Among individuals with autism spectrum disorder, difficulty with executive functions (EF) in general, and impairments CF in particular, have been recorded (Garon et al., 2017). This makes it difficult for them to break away from repetitive behaviors and transition quickly and effectively from one task to another (Boyd et al., 2009). Series of experiments studies have investigated CF in individuals with ASD, beginning in the mid-1980s with the first experimental test of EF and CF conducted by Rumsey (1985). Subsequent studies have largely confirmed the impairment of CF in individuals with ASD, while a few others (despite their limited number) have acknowledged the absence of such impairments (Eylen et al., 2011). Some studies suggest that individuals with ASD who have deficits in CF struggle with social interaction (e.g., The inability to shift one's visual attention from the eyes to the mouth a rigidity in applying social norms, inability to change social behavior or conversation subjects to adapt to shifting contextual needs, repetition of words and phrases), as well as limited and repetitive activities and behaviors, such as insistence on the same routine and rituals, and persistence in the same topics, movements, and activities (Geurts, Corbett, & Solomon, 2009).
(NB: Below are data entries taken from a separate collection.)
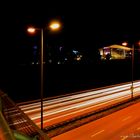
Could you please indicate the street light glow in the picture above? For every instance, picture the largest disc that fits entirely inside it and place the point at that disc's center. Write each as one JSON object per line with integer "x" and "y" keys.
{"x": 31, "y": 30}
{"x": 124, "y": 43}
{"x": 54, "y": 25}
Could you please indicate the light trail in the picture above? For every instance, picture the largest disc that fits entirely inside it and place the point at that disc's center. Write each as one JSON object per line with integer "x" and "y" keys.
{"x": 63, "y": 107}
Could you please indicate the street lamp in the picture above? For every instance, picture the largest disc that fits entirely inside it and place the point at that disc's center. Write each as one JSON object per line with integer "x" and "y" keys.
{"x": 132, "y": 68}
{"x": 55, "y": 25}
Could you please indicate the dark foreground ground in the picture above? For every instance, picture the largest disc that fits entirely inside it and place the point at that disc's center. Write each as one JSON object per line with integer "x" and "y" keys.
{"x": 22, "y": 83}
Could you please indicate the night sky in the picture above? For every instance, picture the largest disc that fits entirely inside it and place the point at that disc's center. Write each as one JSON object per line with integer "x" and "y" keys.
{"x": 86, "y": 25}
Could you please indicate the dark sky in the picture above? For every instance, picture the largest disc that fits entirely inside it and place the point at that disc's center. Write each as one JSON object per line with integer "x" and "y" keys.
{"x": 87, "y": 25}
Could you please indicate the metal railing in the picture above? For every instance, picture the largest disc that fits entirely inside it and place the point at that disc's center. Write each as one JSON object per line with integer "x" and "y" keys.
{"x": 22, "y": 127}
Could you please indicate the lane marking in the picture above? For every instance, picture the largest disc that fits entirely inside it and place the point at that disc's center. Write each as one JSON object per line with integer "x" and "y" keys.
{"x": 97, "y": 133}
{"x": 126, "y": 118}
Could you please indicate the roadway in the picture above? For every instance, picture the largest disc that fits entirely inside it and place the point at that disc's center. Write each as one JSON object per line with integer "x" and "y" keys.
{"x": 66, "y": 107}
{"x": 121, "y": 125}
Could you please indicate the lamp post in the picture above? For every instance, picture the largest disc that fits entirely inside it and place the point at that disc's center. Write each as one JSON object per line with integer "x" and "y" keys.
{"x": 132, "y": 68}
{"x": 54, "y": 25}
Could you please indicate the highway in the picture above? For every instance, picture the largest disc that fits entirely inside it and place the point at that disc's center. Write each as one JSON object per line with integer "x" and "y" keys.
{"x": 62, "y": 108}
{"x": 121, "y": 125}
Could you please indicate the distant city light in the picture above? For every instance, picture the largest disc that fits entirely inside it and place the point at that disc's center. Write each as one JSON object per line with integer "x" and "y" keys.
{"x": 54, "y": 25}
{"x": 124, "y": 43}
{"x": 31, "y": 30}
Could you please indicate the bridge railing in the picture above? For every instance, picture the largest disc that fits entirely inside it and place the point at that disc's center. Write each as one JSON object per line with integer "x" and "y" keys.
{"x": 5, "y": 131}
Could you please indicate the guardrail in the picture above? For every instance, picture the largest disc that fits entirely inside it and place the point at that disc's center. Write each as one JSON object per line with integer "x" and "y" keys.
{"x": 5, "y": 131}
{"x": 22, "y": 127}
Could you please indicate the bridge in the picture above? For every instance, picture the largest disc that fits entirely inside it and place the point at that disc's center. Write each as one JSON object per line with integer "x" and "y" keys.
{"x": 22, "y": 120}
{"x": 15, "y": 124}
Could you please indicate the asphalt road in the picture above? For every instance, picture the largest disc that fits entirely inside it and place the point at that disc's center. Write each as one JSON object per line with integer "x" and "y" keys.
{"x": 63, "y": 108}
{"x": 121, "y": 125}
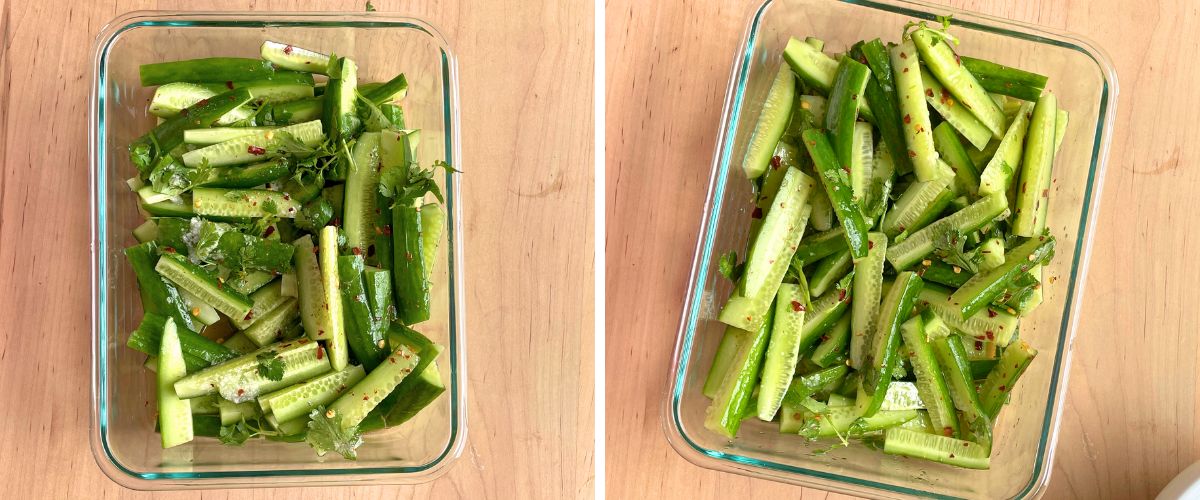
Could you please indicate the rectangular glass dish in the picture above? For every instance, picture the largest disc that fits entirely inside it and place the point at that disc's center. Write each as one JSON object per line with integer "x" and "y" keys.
{"x": 123, "y": 427}
{"x": 1027, "y": 428}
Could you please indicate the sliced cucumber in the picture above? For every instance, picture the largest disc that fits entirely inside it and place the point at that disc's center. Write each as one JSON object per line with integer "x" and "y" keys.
{"x": 207, "y": 137}
{"x": 298, "y": 401}
{"x": 339, "y": 351}
{"x": 275, "y": 324}
{"x": 174, "y": 414}
{"x": 243, "y": 203}
{"x": 265, "y": 300}
{"x": 918, "y": 245}
{"x": 784, "y": 350}
{"x": 203, "y": 285}
{"x": 359, "y": 211}
{"x": 936, "y": 447}
{"x": 365, "y": 396}
{"x": 294, "y": 58}
{"x": 258, "y": 145}
{"x": 868, "y": 294}
{"x": 239, "y": 379}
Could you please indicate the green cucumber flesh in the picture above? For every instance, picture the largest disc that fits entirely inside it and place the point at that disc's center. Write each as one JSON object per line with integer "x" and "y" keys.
{"x": 868, "y": 293}
{"x": 203, "y": 285}
{"x": 174, "y": 414}
{"x": 367, "y": 393}
{"x": 239, "y": 379}
{"x": 256, "y": 146}
{"x": 243, "y": 203}
{"x": 298, "y": 401}
{"x": 339, "y": 351}
{"x": 921, "y": 244}
{"x": 294, "y": 58}
{"x": 772, "y": 121}
{"x": 930, "y": 381}
{"x": 783, "y": 350}
{"x": 936, "y": 447}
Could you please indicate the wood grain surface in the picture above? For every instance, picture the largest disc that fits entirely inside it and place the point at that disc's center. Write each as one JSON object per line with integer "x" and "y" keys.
{"x": 526, "y": 79}
{"x": 1131, "y": 417}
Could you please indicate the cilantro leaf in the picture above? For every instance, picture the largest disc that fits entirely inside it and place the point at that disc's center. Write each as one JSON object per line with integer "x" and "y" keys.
{"x": 327, "y": 434}
{"x": 949, "y": 246}
{"x": 270, "y": 366}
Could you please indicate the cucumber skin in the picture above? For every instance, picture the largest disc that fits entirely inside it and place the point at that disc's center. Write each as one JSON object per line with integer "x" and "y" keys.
{"x": 232, "y": 305}
{"x": 411, "y": 287}
{"x": 174, "y": 414}
{"x": 837, "y": 185}
{"x": 844, "y": 97}
{"x": 783, "y": 350}
{"x": 285, "y": 410}
{"x": 339, "y": 351}
{"x": 367, "y": 393}
{"x": 363, "y": 333}
{"x": 881, "y": 360}
{"x": 159, "y": 295}
{"x": 769, "y": 128}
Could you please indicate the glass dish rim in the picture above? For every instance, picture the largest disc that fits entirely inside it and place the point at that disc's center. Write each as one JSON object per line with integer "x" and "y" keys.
{"x": 737, "y": 463}
{"x": 99, "y": 272}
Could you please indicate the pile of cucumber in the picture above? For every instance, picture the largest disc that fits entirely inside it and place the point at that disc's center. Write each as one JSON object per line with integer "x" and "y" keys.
{"x": 286, "y": 254}
{"x": 898, "y": 238}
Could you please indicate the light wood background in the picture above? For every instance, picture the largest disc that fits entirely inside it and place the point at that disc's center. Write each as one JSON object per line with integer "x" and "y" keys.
{"x": 526, "y": 79}
{"x": 1131, "y": 419}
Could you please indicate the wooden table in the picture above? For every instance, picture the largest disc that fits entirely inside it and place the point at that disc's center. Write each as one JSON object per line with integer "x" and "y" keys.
{"x": 527, "y": 114}
{"x": 1131, "y": 417}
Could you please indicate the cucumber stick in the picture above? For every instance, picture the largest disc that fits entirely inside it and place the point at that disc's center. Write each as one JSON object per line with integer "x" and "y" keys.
{"x": 243, "y": 203}
{"x": 1033, "y": 192}
{"x": 936, "y": 447}
{"x": 1003, "y": 375}
{"x": 983, "y": 288}
{"x": 299, "y": 399}
{"x": 203, "y": 285}
{"x": 930, "y": 381}
{"x": 837, "y": 186}
{"x": 174, "y": 414}
{"x": 339, "y": 351}
{"x": 724, "y": 415}
{"x": 784, "y": 350}
{"x": 941, "y": 60}
{"x": 772, "y": 121}
{"x": 359, "y": 199}
{"x": 779, "y": 236}
{"x": 365, "y": 396}
{"x": 244, "y": 378}
{"x": 954, "y": 113}
{"x": 1000, "y": 170}
{"x": 867, "y": 295}
{"x": 257, "y": 146}
{"x": 913, "y": 110}
{"x": 313, "y": 309}
{"x": 881, "y": 355}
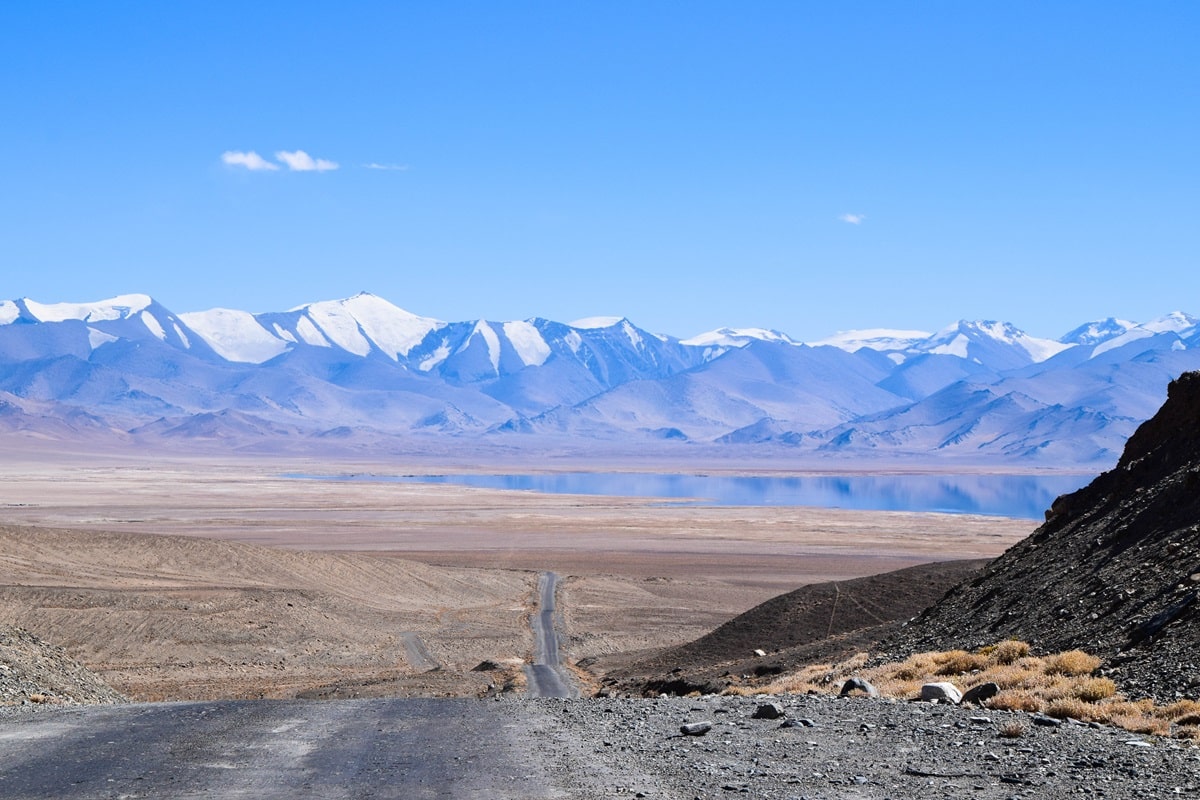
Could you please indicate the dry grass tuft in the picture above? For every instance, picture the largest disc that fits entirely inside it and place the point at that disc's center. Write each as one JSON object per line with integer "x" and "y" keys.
{"x": 1015, "y": 699}
{"x": 1060, "y": 685}
{"x": 957, "y": 662}
{"x": 1191, "y": 732}
{"x": 1008, "y": 651}
{"x": 1072, "y": 662}
{"x": 1069, "y": 708}
{"x": 1181, "y": 713}
{"x": 1095, "y": 690}
{"x": 1012, "y": 729}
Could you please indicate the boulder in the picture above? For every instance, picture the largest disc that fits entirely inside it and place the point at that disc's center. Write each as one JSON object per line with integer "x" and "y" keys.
{"x": 858, "y": 685}
{"x": 981, "y": 693}
{"x": 768, "y": 711}
{"x": 941, "y": 692}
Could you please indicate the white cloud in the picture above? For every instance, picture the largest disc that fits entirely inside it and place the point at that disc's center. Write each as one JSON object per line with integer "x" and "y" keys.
{"x": 301, "y": 162}
{"x": 251, "y": 160}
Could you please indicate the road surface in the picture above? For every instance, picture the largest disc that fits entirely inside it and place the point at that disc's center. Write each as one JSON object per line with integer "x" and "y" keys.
{"x": 546, "y": 677}
{"x": 408, "y": 749}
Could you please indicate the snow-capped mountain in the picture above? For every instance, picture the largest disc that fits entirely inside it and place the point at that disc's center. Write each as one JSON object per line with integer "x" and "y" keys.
{"x": 363, "y": 373}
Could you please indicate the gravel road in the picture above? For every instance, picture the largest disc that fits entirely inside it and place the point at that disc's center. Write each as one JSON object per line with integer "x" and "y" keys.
{"x": 546, "y": 675}
{"x": 575, "y": 749}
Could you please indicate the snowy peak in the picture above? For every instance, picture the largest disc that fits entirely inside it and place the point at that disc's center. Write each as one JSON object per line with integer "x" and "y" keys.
{"x": 874, "y": 338}
{"x": 978, "y": 340}
{"x": 120, "y": 307}
{"x": 361, "y": 323}
{"x": 1174, "y": 323}
{"x": 595, "y": 323}
{"x": 235, "y": 335}
{"x": 732, "y": 337}
{"x": 1097, "y": 331}
{"x": 1175, "y": 326}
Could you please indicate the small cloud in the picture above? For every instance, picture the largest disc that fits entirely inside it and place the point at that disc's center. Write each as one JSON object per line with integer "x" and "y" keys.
{"x": 251, "y": 160}
{"x": 301, "y": 162}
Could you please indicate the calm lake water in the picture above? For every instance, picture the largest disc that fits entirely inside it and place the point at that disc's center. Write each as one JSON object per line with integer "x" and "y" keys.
{"x": 1006, "y": 495}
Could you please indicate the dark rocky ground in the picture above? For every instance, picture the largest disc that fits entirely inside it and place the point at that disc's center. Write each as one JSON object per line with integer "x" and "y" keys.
{"x": 820, "y": 623}
{"x": 855, "y": 747}
{"x": 820, "y": 749}
{"x": 1114, "y": 571}
{"x": 36, "y": 673}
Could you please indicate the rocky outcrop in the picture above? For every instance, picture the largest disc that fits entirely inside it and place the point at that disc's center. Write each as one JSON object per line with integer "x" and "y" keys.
{"x": 34, "y": 673}
{"x": 1115, "y": 569}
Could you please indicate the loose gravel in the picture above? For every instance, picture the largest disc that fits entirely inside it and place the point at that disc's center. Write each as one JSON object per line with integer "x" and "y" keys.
{"x": 855, "y": 747}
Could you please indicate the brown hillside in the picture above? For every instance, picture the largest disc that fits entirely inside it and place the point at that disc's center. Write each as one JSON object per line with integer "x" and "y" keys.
{"x": 1115, "y": 570}
{"x": 821, "y": 621}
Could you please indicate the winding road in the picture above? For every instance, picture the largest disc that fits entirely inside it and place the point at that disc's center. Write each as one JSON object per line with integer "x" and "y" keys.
{"x": 546, "y": 677}
{"x": 411, "y": 749}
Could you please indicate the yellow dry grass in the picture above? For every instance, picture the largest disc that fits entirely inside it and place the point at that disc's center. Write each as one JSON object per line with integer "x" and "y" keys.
{"x": 1060, "y": 685}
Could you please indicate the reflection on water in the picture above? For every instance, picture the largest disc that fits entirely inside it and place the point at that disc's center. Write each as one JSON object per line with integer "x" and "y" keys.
{"x": 1007, "y": 495}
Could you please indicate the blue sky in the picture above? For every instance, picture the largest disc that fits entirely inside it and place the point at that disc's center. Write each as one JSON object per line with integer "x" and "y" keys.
{"x": 808, "y": 167}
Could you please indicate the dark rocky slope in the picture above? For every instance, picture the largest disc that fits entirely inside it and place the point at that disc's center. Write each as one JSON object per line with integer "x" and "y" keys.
{"x": 35, "y": 673}
{"x": 1115, "y": 570}
{"x": 815, "y": 624}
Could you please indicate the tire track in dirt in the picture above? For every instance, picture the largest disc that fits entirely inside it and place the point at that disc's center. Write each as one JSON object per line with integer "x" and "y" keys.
{"x": 546, "y": 675}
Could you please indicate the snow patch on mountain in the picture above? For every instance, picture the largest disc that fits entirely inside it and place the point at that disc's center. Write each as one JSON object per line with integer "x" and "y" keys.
{"x": 1097, "y": 331}
{"x": 1175, "y": 323}
{"x": 96, "y": 338}
{"x": 234, "y": 335}
{"x": 339, "y": 325}
{"x": 9, "y": 312}
{"x": 874, "y": 338}
{"x": 528, "y": 342}
{"x": 154, "y": 325}
{"x": 732, "y": 337}
{"x": 391, "y": 329}
{"x": 435, "y": 358}
{"x": 635, "y": 338}
{"x": 491, "y": 341}
{"x": 120, "y": 307}
{"x": 594, "y": 323}
{"x": 958, "y": 341}
{"x": 310, "y": 334}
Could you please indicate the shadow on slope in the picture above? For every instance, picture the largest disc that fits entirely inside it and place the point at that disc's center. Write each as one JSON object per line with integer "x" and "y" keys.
{"x": 817, "y": 623}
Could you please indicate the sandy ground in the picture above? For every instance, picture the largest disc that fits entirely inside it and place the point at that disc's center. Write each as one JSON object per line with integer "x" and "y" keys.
{"x": 139, "y": 571}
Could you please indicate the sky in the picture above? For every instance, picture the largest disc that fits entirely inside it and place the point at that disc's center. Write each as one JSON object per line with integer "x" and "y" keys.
{"x": 807, "y": 167}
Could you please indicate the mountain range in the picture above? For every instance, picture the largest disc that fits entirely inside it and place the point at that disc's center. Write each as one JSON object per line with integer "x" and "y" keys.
{"x": 364, "y": 376}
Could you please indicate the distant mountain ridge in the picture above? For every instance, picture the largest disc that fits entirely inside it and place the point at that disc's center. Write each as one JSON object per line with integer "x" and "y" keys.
{"x": 365, "y": 374}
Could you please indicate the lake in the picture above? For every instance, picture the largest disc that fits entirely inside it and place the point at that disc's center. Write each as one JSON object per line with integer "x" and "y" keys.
{"x": 1005, "y": 495}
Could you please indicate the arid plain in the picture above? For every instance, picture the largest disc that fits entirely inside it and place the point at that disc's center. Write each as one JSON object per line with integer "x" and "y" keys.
{"x": 220, "y": 577}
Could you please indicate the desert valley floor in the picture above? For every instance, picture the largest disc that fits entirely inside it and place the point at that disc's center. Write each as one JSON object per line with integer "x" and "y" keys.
{"x": 191, "y": 578}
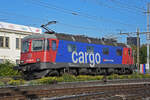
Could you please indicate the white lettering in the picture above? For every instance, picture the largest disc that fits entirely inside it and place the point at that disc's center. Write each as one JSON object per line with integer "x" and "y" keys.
{"x": 81, "y": 58}
{"x": 74, "y": 53}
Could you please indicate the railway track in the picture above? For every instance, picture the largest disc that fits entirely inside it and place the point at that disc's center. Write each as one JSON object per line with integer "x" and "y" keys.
{"x": 121, "y": 90}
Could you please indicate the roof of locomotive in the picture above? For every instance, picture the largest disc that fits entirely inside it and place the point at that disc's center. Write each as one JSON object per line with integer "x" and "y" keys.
{"x": 75, "y": 38}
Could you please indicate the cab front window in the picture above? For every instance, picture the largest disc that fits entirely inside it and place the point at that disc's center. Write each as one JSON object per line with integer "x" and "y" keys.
{"x": 37, "y": 45}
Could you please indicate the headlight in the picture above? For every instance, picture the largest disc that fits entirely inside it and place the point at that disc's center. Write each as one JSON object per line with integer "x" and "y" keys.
{"x": 38, "y": 59}
{"x": 21, "y": 62}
Geurts et al., (2009) highlight that studies addressing CF in individuals with ASD can be characterized by two types of contradictions. The first contradiction is evident in the use of a specific measure; different results can be obtained from studies that utilize the same task. These inconsistencies could result from characteristics in participant like age, intelligence, and associated disorders. The second contradiction is the presence of discrepancies between measures. For example, the results of the Wisconsin Card Sorting Test (WCST) indicate deficits in CF among individuals with ASD, while studies using other CF tasks generally fail to detect these deficits (Geurts, Corbett, Solomon, 2009). According to some researchers, deficits in CF are persistent and associated with repetitive and restricted behaviors in ASD, although there are many inconsistent findings (Yerys et al., 2009). Other studies investigating CF in natural environments through the Behavioral Assessment Inventory of EF have shown that individuals with ASD experience difficulties and problems related to flexibility in daily life (Gioia et al., 2002). However, contradictory results have been obtained from studies measuring CF in clinical or research settings (Eylen et al., 2011).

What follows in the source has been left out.